There is a connection that people have made with being wet and tanning faster, but I think what’s happening is that these people just happened to be wet while the ocean was reflecting a bunch of UV rays onto them.
Water can wash off sunscreen
I hope you read the label of your sunscreen and paid attention to the part that says you should apply the sunscreen at least 15-30 minutes before you head out. A common mistake people make is they apply sunscreen and immediately head into the water where it is promptly washed off.
Waiting 15-30 minutes gives the sunscreen time to get absorbed into your skin so that it will not be washed or rubbed off. The sunscreen you apply must also specifically be water-resistant so that it doesn’t get washed off by sweat, and can even be applied onto your skin when you’re already wet. Naturally, if your sun protection is washed off, then you will burn and tan much faster when wet.
Using the water reflection to your advantage
If you want your beach tanning to be twice as effective, we can take advantage of the knowledge that sunlight reflects off the surface of the water and amplifies the UV rays.
Sunlight reflects off the water’s surface the most when the sunlight’s angle is low, which typically occurs around sunrise and just before sunset. This allows you to receive a concentrated dose of UV rays which can give you a dark tan.

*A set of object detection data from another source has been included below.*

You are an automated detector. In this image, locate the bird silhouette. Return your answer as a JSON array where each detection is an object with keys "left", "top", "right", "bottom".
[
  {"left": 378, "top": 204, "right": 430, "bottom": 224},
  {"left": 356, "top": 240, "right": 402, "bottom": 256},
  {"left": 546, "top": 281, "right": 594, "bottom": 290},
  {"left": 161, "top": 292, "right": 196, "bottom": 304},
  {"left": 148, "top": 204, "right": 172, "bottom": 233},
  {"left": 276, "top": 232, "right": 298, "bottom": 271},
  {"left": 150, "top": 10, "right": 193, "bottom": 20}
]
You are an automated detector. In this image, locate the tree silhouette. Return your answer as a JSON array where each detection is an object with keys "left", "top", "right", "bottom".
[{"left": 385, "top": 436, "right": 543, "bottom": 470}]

The risk here is that it is very difficult to control your UV exposure. With a double dose of UV radiation, you can easily tan too much, get sunburned, and increase your risk of developing skin cancer.
Be careful when tanning
At the end of the day, all tanning is technically skin damage caused by UV radiation. Tanning is not recommended by dermatologists because excessive exposure to sunlight without sun protection can result in photoaging (wrinkles), dry skin, sunburn, and skin cancer.
Rather than worrying about whether you can tan faster when wet versus dry, the safest way to get a tan is to use a sunless tanner. This gives you the dark tan you are looking for with none of the downsides of UV exposure.
If you still want to get a little bit of a natural tan, the second safest thing to do is to wear broad-spectrum, water-resistant sunscreen that is SPF 30 or higher. This still allows some UV rays to penetrate, but for the most part you are protected and can control your tan much more easily.